The Aurora ESP program helps ready the new machine by doing actual science, using real scientific applications.
LEMONT, Ill., Jan. 30, 2017—The Argonne Leadership Computing Facility (ALCF), a Department of Energy Office of Science User Facility, has selected 10 computational science and engineering research projects for its Aurora Early Science Program starting this month. Aurora, a massively parallel, manycore Intel-Cray supercomputer, will be ALCF’s next leadership-class computing resource and is expected to arrive in 2018.
The 10 investigator-led projects originate from universities and national laboratories from across the country and span a wide range of disciplines. Collectively, these projects represent a typical system workload at the ALCF and cover key scientific areas and numerical methods. The teams will receive hands-on assistance to port and optimize their applications for the new architecture using systems available today.
The Early Science Program helps lay the path for hundreds of other users by doing actual science, using real scientific applications, to ready a future machine. “As with any bleeding edge resource, there’s testing and debugging that has to be done,” said ALCF Director of Science Katherine Riley. “And we are doing that with science.”
The Aurora Early Science Program follows in the ALCF tradition of delivering science on day one. Early Science programs also helped usher in earlier ALCF computers, including Theta, an Intel-Cray system that came online last year, and Mira, an IBM Blue Gene/Q. Both machines continue to serve the scientific research community today. Aurora, a future system based on Intel’s third-generation Xeon Phi processor, called Knights Hill (KNH) and second-generation OmniPath interconnect, and Cray’s Shasta platform, is expected to deliver at least 20 times the computational performance of Mira.

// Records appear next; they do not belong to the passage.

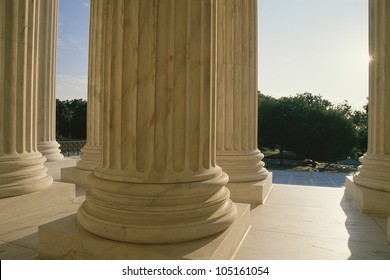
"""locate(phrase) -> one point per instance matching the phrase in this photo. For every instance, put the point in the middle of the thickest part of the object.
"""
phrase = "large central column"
(47, 45)
(237, 105)
(158, 181)
(372, 183)
(21, 165)
(91, 152)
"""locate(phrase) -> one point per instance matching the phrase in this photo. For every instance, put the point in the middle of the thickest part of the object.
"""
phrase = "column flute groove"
(47, 46)
(374, 171)
(141, 194)
(21, 164)
(237, 151)
(91, 153)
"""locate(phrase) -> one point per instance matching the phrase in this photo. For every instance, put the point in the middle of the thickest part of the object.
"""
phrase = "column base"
(251, 192)
(368, 200)
(57, 193)
(76, 176)
(67, 239)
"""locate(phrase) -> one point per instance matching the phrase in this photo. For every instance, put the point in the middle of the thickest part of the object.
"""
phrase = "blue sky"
(317, 46)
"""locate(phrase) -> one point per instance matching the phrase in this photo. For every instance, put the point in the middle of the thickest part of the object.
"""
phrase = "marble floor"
(297, 222)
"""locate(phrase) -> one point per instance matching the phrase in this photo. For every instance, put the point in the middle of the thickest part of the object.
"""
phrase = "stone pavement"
(305, 178)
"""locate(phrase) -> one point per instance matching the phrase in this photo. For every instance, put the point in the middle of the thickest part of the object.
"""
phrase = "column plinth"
(237, 152)
(158, 181)
(370, 186)
(47, 47)
(21, 165)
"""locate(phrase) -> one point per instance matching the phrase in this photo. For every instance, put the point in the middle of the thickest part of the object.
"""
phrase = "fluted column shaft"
(237, 151)
(91, 152)
(374, 173)
(21, 164)
(47, 46)
(158, 181)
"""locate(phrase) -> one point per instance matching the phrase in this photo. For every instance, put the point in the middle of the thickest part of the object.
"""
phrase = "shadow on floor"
(367, 233)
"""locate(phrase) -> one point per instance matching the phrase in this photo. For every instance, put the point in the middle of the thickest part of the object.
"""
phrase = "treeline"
(312, 127)
(71, 119)
(307, 124)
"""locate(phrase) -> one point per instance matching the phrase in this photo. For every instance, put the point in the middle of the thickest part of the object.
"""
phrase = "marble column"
(91, 152)
(21, 164)
(373, 179)
(47, 46)
(237, 105)
(158, 181)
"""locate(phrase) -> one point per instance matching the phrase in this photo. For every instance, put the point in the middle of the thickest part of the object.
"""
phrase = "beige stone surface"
(54, 167)
(251, 192)
(237, 151)
(58, 193)
(368, 200)
(374, 173)
(302, 222)
(91, 153)
(76, 176)
(73, 242)
(21, 165)
(47, 46)
(158, 181)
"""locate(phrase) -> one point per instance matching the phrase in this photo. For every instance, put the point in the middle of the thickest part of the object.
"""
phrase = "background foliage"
(312, 127)
(71, 119)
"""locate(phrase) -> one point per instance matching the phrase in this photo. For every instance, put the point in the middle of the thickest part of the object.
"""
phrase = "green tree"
(71, 119)
(307, 124)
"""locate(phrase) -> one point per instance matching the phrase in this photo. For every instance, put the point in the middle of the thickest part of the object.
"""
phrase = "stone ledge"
(251, 192)
(369, 200)
(76, 176)
(66, 239)
(57, 193)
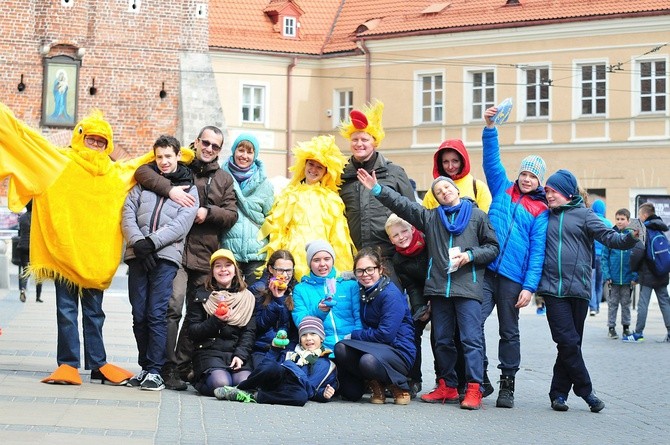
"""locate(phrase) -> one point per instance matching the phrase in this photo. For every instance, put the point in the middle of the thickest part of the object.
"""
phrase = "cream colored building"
(589, 95)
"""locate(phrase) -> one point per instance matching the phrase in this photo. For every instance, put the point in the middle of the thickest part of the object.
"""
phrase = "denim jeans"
(466, 313)
(596, 286)
(643, 306)
(149, 294)
(503, 293)
(93, 318)
(566, 317)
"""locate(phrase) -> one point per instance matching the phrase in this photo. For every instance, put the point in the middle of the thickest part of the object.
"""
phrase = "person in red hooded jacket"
(452, 160)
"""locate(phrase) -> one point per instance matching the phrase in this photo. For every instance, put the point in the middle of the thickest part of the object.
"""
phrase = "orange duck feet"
(64, 375)
(112, 374)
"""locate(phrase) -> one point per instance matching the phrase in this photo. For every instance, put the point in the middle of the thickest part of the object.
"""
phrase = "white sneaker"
(136, 380)
(152, 382)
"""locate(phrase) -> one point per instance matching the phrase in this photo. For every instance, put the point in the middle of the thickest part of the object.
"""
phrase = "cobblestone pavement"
(630, 378)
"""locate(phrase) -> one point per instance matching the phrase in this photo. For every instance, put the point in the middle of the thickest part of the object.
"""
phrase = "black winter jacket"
(638, 258)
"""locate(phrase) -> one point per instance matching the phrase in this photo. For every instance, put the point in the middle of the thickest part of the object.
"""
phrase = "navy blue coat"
(386, 319)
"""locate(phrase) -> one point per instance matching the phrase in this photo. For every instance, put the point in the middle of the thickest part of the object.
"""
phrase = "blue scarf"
(241, 175)
(464, 209)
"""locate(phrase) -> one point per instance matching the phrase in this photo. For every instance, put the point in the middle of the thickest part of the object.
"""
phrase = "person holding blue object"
(519, 215)
(461, 242)
(322, 294)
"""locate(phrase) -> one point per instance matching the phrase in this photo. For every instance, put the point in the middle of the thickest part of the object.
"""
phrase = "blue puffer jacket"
(387, 320)
(254, 201)
(599, 208)
(571, 231)
(615, 265)
(342, 318)
(520, 220)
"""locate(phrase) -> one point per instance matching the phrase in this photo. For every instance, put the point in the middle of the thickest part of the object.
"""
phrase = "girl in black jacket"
(222, 326)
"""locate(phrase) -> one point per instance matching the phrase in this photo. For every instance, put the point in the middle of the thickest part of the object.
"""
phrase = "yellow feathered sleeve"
(30, 161)
(304, 213)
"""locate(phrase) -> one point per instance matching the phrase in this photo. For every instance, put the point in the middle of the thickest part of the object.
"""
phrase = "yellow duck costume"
(76, 238)
(304, 212)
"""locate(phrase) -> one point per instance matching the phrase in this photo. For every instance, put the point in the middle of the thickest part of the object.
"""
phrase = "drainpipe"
(289, 110)
(361, 45)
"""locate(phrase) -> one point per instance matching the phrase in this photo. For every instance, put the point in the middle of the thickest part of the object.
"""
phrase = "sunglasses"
(206, 144)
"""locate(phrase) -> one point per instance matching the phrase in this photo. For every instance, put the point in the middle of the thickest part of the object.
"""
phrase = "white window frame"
(594, 82)
(341, 109)
(540, 85)
(485, 103)
(437, 97)
(253, 86)
(639, 93)
(290, 26)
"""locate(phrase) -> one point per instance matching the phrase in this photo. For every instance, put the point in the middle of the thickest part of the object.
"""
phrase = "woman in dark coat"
(222, 326)
(382, 353)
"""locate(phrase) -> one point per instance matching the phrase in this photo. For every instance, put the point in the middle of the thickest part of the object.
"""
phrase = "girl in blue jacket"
(382, 353)
(320, 294)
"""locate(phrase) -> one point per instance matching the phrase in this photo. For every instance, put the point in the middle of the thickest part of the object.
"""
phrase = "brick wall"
(130, 55)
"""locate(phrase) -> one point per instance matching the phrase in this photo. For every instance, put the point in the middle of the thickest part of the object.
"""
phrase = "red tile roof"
(330, 26)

For the next couple of years, ALCF will host numerous training events to help the Aurora Early Science project teams and the computational community prepare their codes for the architecture and scale of the coming system, with assistance from Intel and Cray. Each Early Science team is also paired with a dedicated postdoctoral researcher from the ALCF.
The Early Science teams will use Theta, a 9.65 petaflops system based on Intel’s second-generation Xeon Phi processor and Cray’s Aries interconnect. “The Theta system is well suited for targeting KNH as well as non-hardware-specific development work, such as new algorithms or physics modules needed for the proposed early science runs,” said Tim Williams, an ALCF computational scientist who manages the Early Science Program.
In addition, the project teams will have access to training and hardware at the DOE’s Oak Ridge Leadership Computing Facility and DOE’s National Energy Research Supercomputing Center as alternative development platforms to encourage application code portability among heterogeneous architectures.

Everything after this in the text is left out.